Y esto nos lleva a otros terrenos: a la verdad y la autenticidad que son, dice Rivero, “las dos virtudes éticas propias del flamenco”. “Se canta con verdad y sin imposturas, y quien canta arriesga, se la juega en cada tercio, en cada asalto de la batalla del grito, de la palabra ante el inmenso vacío del silencio, tan esencial y tan difícil en el cante, tan decisivo a la hora de abrirnos las heridas”. (…) “Sólo se puede alcanzar lo desconocido desde el riesgo en el decir y en el hacer”. Este es “el destino de lo jondo”.

Acá dos cosas: nada más lejos de la verdad y la autenticidad que el sentimentalismo (y su infinita sobrecarga de babosería intensita tan frecuente en algunos predios poéticos ). Recordemos lo que dejó dicho Oscar Wilde sobre el sentimentalismo: «Un sentimental es alguien que simplemente desea disfrutar del lujo de una emoción sin tener que pagar por ello». Y aunque sea una cita más que repetida, como poetas nos toca ser gente dura: sentir el pensamiento, pensar el sentimiento, precisamente para poder «alcanzar lo desconocido desde el riesgo en el decir y en el hacer», eso nos lleva a la necesidad de trabajar desde el silencio, desde la ruptura, desde el atrevimiento formal para conseguir dar con una verdad que lo sea en serio, no un slogan, un meme, o un estúpido mensaje de autoayuda.

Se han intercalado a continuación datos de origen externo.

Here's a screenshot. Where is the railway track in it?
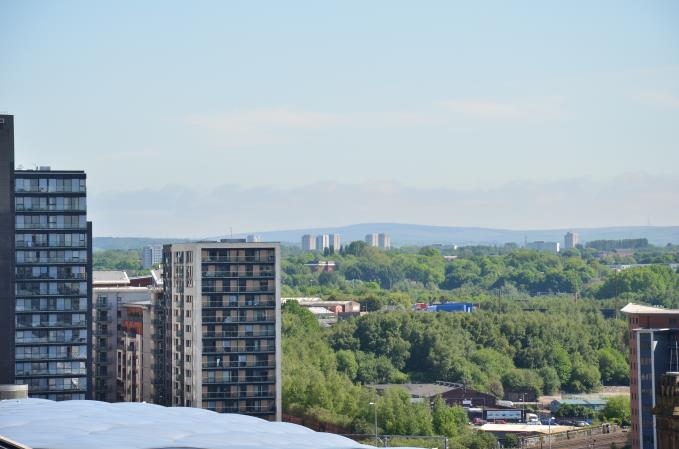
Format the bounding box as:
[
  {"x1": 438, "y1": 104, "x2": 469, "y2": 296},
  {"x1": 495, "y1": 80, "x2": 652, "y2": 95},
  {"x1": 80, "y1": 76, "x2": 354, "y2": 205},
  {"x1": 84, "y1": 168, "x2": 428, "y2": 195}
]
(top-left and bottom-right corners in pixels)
[{"x1": 530, "y1": 432, "x2": 629, "y2": 449}]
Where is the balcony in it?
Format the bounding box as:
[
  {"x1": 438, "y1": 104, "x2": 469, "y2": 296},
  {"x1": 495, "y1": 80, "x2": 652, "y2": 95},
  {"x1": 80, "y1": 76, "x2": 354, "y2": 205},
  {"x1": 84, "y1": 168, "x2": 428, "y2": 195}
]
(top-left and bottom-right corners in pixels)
[
  {"x1": 201, "y1": 256, "x2": 276, "y2": 263},
  {"x1": 201, "y1": 271, "x2": 276, "y2": 279},
  {"x1": 203, "y1": 285, "x2": 276, "y2": 294},
  {"x1": 201, "y1": 301, "x2": 276, "y2": 309},
  {"x1": 203, "y1": 330, "x2": 276, "y2": 339}
]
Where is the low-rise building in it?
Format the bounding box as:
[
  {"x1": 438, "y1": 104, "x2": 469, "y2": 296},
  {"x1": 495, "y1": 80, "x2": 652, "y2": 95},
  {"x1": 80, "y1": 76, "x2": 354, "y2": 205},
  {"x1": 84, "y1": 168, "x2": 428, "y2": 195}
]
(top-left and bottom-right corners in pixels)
[
  {"x1": 424, "y1": 302, "x2": 478, "y2": 313},
  {"x1": 549, "y1": 399, "x2": 608, "y2": 413}
]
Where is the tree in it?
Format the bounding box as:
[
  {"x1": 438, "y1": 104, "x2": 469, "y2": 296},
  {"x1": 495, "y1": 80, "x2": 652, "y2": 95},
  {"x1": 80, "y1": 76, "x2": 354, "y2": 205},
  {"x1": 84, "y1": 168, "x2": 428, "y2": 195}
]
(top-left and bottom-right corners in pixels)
[
  {"x1": 538, "y1": 366, "x2": 561, "y2": 394},
  {"x1": 601, "y1": 396, "x2": 632, "y2": 426},
  {"x1": 567, "y1": 358, "x2": 601, "y2": 393},
  {"x1": 335, "y1": 349, "x2": 358, "y2": 380},
  {"x1": 597, "y1": 348, "x2": 629, "y2": 385},
  {"x1": 504, "y1": 433, "x2": 519, "y2": 447},
  {"x1": 432, "y1": 396, "x2": 467, "y2": 437}
]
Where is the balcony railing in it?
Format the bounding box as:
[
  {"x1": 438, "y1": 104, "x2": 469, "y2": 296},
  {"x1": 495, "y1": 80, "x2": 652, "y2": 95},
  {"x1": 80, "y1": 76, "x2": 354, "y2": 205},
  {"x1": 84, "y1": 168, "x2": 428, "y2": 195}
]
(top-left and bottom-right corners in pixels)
[
  {"x1": 202, "y1": 301, "x2": 276, "y2": 309},
  {"x1": 203, "y1": 330, "x2": 276, "y2": 338},
  {"x1": 201, "y1": 256, "x2": 276, "y2": 263},
  {"x1": 202, "y1": 271, "x2": 276, "y2": 279},
  {"x1": 203, "y1": 285, "x2": 275, "y2": 293},
  {"x1": 203, "y1": 360, "x2": 276, "y2": 369},
  {"x1": 203, "y1": 315, "x2": 275, "y2": 324},
  {"x1": 203, "y1": 376, "x2": 276, "y2": 384},
  {"x1": 203, "y1": 390, "x2": 276, "y2": 400}
]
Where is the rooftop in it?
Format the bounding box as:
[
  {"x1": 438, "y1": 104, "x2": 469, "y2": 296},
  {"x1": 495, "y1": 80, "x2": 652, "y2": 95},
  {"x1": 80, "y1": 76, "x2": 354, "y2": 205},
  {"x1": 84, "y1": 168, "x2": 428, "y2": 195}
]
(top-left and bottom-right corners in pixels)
[
  {"x1": 620, "y1": 303, "x2": 679, "y2": 315},
  {"x1": 0, "y1": 399, "x2": 388, "y2": 449},
  {"x1": 92, "y1": 271, "x2": 130, "y2": 287},
  {"x1": 373, "y1": 384, "x2": 456, "y2": 398},
  {"x1": 479, "y1": 424, "x2": 577, "y2": 434},
  {"x1": 552, "y1": 399, "x2": 608, "y2": 405}
]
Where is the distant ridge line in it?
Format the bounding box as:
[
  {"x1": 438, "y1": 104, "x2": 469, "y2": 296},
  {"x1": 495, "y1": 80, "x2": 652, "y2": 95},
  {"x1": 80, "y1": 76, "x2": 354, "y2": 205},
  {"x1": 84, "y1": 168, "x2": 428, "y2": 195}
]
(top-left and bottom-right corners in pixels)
[{"x1": 94, "y1": 223, "x2": 679, "y2": 249}]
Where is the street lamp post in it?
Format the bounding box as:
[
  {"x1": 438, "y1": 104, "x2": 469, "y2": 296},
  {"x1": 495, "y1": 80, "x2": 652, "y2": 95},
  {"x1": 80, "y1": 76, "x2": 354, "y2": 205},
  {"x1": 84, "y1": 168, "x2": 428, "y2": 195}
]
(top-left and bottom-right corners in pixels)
[{"x1": 370, "y1": 402, "x2": 380, "y2": 444}]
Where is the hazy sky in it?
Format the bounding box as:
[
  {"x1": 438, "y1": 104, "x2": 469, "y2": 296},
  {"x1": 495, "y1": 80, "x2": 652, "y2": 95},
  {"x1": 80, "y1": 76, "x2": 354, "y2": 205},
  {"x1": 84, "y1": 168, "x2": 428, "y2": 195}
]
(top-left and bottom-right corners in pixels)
[{"x1": 0, "y1": 0, "x2": 679, "y2": 236}]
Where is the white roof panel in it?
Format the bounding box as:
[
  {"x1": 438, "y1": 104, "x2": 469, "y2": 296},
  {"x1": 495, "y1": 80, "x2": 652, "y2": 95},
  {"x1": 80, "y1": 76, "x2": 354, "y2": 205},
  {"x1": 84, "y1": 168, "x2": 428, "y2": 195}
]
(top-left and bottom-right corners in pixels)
[{"x1": 0, "y1": 399, "x2": 410, "y2": 449}]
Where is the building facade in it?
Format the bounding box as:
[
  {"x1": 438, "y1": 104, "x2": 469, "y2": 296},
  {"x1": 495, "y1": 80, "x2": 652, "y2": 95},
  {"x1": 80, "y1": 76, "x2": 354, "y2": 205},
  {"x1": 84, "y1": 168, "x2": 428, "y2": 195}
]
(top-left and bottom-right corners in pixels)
[
  {"x1": 316, "y1": 234, "x2": 330, "y2": 251},
  {"x1": 13, "y1": 167, "x2": 92, "y2": 400},
  {"x1": 365, "y1": 232, "x2": 379, "y2": 246},
  {"x1": 526, "y1": 241, "x2": 561, "y2": 253},
  {"x1": 328, "y1": 234, "x2": 342, "y2": 252},
  {"x1": 563, "y1": 232, "x2": 580, "y2": 249},
  {"x1": 0, "y1": 115, "x2": 16, "y2": 385},
  {"x1": 92, "y1": 271, "x2": 162, "y2": 402},
  {"x1": 141, "y1": 245, "x2": 163, "y2": 268},
  {"x1": 653, "y1": 372, "x2": 679, "y2": 449},
  {"x1": 302, "y1": 234, "x2": 316, "y2": 251},
  {"x1": 377, "y1": 233, "x2": 391, "y2": 249},
  {"x1": 157, "y1": 239, "x2": 281, "y2": 420},
  {"x1": 622, "y1": 304, "x2": 679, "y2": 449}
]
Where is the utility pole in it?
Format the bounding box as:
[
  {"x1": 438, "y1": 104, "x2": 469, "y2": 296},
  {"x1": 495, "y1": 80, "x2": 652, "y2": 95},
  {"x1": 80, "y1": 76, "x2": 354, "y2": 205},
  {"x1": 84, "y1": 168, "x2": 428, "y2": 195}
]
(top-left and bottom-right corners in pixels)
[{"x1": 370, "y1": 402, "x2": 380, "y2": 444}]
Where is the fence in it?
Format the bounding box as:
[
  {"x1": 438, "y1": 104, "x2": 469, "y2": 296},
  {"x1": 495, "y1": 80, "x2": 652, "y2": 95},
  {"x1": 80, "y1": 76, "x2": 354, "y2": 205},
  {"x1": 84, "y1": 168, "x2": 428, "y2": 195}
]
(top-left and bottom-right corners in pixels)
[
  {"x1": 520, "y1": 424, "x2": 620, "y2": 448},
  {"x1": 342, "y1": 433, "x2": 448, "y2": 449}
]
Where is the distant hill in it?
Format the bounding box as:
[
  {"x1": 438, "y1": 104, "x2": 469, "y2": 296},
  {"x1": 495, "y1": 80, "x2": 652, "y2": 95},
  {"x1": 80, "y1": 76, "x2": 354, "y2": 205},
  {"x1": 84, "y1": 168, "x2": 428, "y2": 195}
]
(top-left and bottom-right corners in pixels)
[
  {"x1": 93, "y1": 237, "x2": 190, "y2": 250},
  {"x1": 94, "y1": 223, "x2": 679, "y2": 249}
]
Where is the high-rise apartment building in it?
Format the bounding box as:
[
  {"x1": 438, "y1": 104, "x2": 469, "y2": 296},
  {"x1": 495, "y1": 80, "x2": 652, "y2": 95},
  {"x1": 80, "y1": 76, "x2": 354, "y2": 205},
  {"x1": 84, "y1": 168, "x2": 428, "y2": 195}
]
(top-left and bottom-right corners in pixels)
[
  {"x1": 302, "y1": 234, "x2": 316, "y2": 251},
  {"x1": 316, "y1": 234, "x2": 330, "y2": 251},
  {"x1": 653, "y1": 372, "x2": 679, "y2": 449},
  {"x1": 365, "y1": 232, "x2": 379, "y2": 246},
  {"x1": 92, "y1": 271, "x2": 162, "y2": 402},
  {"x1": 14, "y1": 167, "x2": 92, "y2": 400},
  {"x1": 0, "y1": 115, "x2": 16, "y2": 384},
  {"x1": 0, "y1": 115, "x2": 92, "y2": 400},
  {"x1": 377, "y1": 234, "x2": 391, "y2": 249},
  {"x1": 157, "y1": 239, "x2": 281, "y2": 420},
  {"x1": 622, "y1": 304, "x2": 679, "y2": 449},
  {"x1": 141, "y1": 245, "x2": 163, "y2": 268},
  {"x1": 328, "y1": 234, "x2": 342, "y2": 251},
  {"x1": 563, "y1": 232, "x2": 580, "y2": 249}
]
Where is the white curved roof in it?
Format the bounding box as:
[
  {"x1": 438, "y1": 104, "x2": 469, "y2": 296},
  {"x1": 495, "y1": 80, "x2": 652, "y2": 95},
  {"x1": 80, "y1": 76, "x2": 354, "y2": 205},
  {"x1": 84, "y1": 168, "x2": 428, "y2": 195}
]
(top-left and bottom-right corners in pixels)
[{"x1": 0, "y1": 399, "x2": 373, "y2": 449}]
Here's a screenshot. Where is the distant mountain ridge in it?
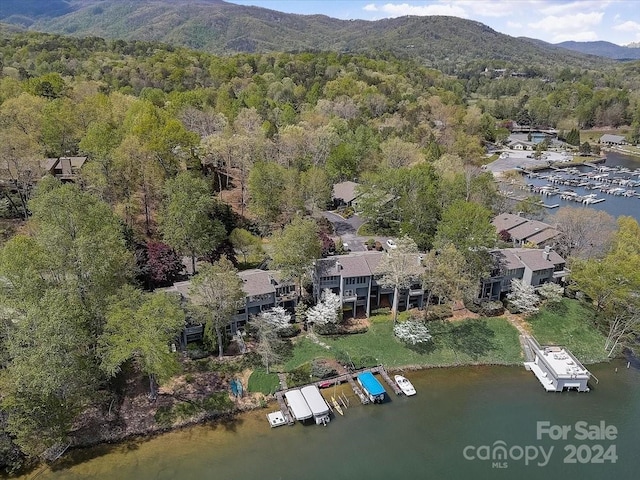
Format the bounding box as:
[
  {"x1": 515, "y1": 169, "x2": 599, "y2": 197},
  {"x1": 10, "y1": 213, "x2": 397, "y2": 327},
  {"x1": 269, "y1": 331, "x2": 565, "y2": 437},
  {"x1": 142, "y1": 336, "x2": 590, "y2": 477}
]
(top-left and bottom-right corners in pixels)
[
  {"x1": 555, "y1": 41, "x2": 640, "y2": 60},
  {"x1": 0, "y1": 0, "x2": 608, "y2": 72}
]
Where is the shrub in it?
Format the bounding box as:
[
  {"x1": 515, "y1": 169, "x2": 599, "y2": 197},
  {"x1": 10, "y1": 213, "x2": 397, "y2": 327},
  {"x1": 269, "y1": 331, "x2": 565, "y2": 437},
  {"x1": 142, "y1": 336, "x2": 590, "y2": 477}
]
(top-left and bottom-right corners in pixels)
[
  {"x1": 202, "y1": 392, "x2": 233, "y2": 413},
  {"x1": 371, "y1": 307, "x2": 391, "y2": 317},
  {"x1": 153, "y1": 406, "x2": 176, "y2": 427},
  {"x1": 316, "y1": 217, "x2": 333, "y2": 235},
  {"x1": 287, "y1": 362, "x2": 311, "y2": 386},
  {"x1": 353, "y1": 355, "x2": 378, "y2": 369},
  {"x1": 427, "y1": 304, "x2": 453, "y2": 321},
  {"x1": 313, "y1": 323, "x2": 369, "y2": 335},
  {"x1": 185, "y1": 343, "x2": 211, "y2": 360}
]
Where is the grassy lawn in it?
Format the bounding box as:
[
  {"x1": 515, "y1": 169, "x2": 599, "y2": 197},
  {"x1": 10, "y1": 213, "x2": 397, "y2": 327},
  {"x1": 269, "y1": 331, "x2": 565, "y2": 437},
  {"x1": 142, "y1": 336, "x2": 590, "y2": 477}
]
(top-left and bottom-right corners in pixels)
[
  {"x1": 528, "y1": 298, "x2": 607, "y2": 363},
  {"x1": 284, "y1": 316, "x2": 522, "y2": 371},
  {"x1": 247, "y1": 368, "x2": 280, "y2": 395}
]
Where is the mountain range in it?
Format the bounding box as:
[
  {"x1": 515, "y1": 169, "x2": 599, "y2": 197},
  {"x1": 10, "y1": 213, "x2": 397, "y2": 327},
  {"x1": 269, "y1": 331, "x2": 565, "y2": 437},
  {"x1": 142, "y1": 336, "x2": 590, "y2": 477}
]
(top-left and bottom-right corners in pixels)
[
  {"x1": 0, "y1": 0, "x2": 624, "y2": 71},
  {"x1": 555, "y1": 41, "x2": 640, "y2": 60}
]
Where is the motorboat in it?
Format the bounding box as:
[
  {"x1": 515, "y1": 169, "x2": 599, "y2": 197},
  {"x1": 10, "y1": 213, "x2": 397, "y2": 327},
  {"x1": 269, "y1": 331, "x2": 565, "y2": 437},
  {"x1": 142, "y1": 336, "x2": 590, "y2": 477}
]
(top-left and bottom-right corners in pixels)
[
  {"x1": 331, "y1": 396, "x2": 344, "y2": 415},
  {"x1": 395, "y1": 375, "x2": 416, "y2": 397}
]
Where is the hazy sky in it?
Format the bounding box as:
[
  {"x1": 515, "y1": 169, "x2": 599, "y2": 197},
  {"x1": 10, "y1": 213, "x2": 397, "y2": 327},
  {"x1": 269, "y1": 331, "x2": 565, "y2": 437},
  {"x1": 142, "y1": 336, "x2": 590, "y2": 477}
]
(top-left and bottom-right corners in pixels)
[{"x1": 227, "y1": 0, "x2": 640, "y2": 45}]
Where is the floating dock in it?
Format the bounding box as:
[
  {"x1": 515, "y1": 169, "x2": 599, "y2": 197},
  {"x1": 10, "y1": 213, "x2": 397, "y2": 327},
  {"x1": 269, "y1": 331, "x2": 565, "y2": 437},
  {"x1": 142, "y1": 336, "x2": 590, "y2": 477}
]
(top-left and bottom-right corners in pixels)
[
  {"x1": 267, "y1": 366, "x2": 402, "y2": 427},
  {"x1": 357, "y1": 372, "x2": 387, "y2": 403},
  {"x1": 524, "y1": 336, "x2": 598, "y2": 392},
  {"x1": 300, "y1": 385, "x2": 331, "y2": 425}
]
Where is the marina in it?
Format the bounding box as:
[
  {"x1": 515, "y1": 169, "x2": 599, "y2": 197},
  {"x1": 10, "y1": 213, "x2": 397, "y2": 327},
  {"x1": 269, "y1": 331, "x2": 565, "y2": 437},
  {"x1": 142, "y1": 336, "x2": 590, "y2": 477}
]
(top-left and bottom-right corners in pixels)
[{"x1": 510, "y1": 152, "x2": 640, "y2": 219}]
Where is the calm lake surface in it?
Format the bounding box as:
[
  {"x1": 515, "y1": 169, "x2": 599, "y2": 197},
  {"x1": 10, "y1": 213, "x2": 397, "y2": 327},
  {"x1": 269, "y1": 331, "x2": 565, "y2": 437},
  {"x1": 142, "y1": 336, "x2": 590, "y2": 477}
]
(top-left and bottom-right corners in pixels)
[
  {"x1": 29, "y1": 361, "x2": 640, "y2": 480},
  {"x1": 526, "y1": 152, "x2": 640, "y2": 222}
]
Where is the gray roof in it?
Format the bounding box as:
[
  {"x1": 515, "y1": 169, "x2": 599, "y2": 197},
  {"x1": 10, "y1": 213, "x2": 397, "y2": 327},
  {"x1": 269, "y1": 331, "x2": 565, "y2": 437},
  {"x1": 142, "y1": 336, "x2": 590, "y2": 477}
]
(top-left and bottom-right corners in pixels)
[
  {"x1": 333, "y1": 182, "x2": 359, "y2": 203},
  {"x1": 492, "y1": 248, "x2": 565, "y2": 272},
  {"x1": 527, "y1": 228, "x2": 560, "y2": 245},
  {"x1": 491, "y1": 213, "x2": 529, "y2": 233},
  {"x1": 508, "y1": 220, "x2": 560, "y2": 242},
  {"x1": 316, "y1": 252, "x2": 383, "y2": 277},
  {"x1": 600, "y1": 133, "x2": 626, "y2": 143}
]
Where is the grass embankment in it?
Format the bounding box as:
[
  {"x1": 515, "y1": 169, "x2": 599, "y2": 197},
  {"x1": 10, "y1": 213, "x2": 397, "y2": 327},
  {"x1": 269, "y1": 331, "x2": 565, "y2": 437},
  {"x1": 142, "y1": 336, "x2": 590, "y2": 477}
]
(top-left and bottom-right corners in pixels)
[
  {"x1": 283, "y1": 316, "x2": 522, "y2": 371},
  {"x1": 527, "y1": 298, "x2": 607, "y2": 363}
]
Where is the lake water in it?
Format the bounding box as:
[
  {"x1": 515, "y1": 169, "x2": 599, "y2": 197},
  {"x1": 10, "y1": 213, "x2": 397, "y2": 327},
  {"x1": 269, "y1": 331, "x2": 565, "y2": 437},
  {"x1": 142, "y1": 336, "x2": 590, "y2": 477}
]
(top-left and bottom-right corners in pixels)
[
  {"x1": 22, "y1": 361, "x2": 640, "y2": 480},
  {"x1": 525, "y1": 152, "x2": 640, "y2": 222}
]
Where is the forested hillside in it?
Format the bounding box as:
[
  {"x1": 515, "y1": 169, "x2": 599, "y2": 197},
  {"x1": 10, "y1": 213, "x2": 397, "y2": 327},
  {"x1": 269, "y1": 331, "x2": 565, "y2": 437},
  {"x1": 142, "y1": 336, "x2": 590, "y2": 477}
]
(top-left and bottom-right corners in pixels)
[
  {"x1": 0, "y1": 0, "x2": 610, "y2": 72},
  {"x1": 556, "y1": 41, "x2": 640, "y2": 60},
  {"x1": 0, "y1": 27, "x2": 640, "y2": 468}
]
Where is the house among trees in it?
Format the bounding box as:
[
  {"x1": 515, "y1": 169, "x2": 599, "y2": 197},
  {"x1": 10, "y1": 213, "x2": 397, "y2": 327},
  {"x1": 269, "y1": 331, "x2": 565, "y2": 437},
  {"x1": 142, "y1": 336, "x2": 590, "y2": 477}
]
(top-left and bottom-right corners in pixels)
[
  {"x1": 509, "y1": 140, "x2": 536, "y2": 150},
  {"x1": 331, "y1": 182, "x2": 360, "y2": 208},
  {"x1": 480, "y1": 247, "x2": 569, "y2": 300},
  {"x1": 491, "y1": 213, "x2": 561, "y2": 247},
  {"x1": 42, "y1": 157, "x2": 87, "y2": 182},
  {"x1": 158, "y1": 269, "x2": 298, "y2": 348},
  {"x1": 598, "y1": 133, "x2": 629, "y2": 145},
  {"x1": 313, "y1": 252, "x2": 424, "y2": 317}
]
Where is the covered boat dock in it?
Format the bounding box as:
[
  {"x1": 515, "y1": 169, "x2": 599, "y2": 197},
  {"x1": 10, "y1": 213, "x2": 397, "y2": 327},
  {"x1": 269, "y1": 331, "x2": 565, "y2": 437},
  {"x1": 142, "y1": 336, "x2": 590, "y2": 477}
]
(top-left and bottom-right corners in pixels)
[
  {"x1": 357, "y1": 372, "x2": 387, "y2": 403},
  {"x1": 300, "y1": 385, "x2": 331, "y2": 425}
]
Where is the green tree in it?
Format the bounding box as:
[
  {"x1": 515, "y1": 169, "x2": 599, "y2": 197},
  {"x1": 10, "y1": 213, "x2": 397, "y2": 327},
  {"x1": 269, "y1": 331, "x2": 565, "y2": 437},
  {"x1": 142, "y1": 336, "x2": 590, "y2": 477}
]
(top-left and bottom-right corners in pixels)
[
  {"x1": 0, "y1": 289, "x2": 100, "y2": 456},
  {"x1": 160, "y1": 172, "x2": 227, "y2": 272},
  {"x1": 189, "y1": 256, "x2": 245, "y2": 358},
  {"x1": 99, "y1": 285, "x2": 185, "y2": 400},
  {"x1": 27, "y1": 178, "x2": 134, "y2": 334},
  {"x1": 423, "y1": 243, "x2": 477, "y2": 307},
  {"x1": 248, "y1": 162, "x2": 289, "y2": 223},
  {"x1": 434, "y1": 200, "x2": 497, "y2": 277},
  {"x1": 302, "y1": 166, "x2": 331, "y2": 211},
  {"x1": 271, "y1": 217, "x2": 322, "y2": 295}
]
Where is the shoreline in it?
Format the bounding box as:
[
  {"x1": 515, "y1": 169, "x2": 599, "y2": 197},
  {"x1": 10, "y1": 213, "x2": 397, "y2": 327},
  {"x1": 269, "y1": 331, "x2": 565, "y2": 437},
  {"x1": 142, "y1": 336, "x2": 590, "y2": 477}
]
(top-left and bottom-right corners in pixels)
[{"x1": 17, "y1": 355, "x2": 626, "y2": 479}]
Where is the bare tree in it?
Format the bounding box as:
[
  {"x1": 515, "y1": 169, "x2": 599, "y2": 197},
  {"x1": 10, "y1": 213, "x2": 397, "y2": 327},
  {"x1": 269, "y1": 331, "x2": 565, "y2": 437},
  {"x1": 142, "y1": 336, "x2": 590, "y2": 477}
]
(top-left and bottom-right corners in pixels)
[
  {"x1": 189, "y1": 256, "x2": 245, "y2": 358},
  {"x1": 376, "y1": 236, "x2": 424, "y2": 325},
  {"x1": 553, "y1": 207, "x2": 617, "y2": 259}
]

RIvero nos trae de nuevo la voz de Patrico Hildago, que, en una entrevista nos dice que “El flamenco transforma la vida en algo misterioso y complejo” (…)”la búsqueda, la persecución inconsciente de aquello que no sabemos y deseamos, la quiebra de los límites. Sólo desde esa actitud puede producirse la revelación, puede estallar la intuición, sin garantía de recompensa ni promesa alguna de sentido.” ¿Podríamos sustituir acá, tal vez, la palabra «flamenco», por «poesía»? Pregunto y me pregunto: No es – o no debería ser- esa búsqueda de lo que no sabemos, la quiebra de los límites, el motor de nuestro trabajo como poetas?

Quizás el primer aprendizaje debe ser, debería ser, el de la modestia del letrista flamenco que sólo aspira a que una voz haga suya sus coplas para convertirlas en cante, en verdad sonora. Quizás no deberíamos olvidar aquello que dijo Ezra Pound, tan mortalmente equivocado en tantas cosas, pero tan agudo siempre hablando de poesía: «Es de enorme importancia que se escriba gran poesía, pero no importa en absoluto quien la escriba».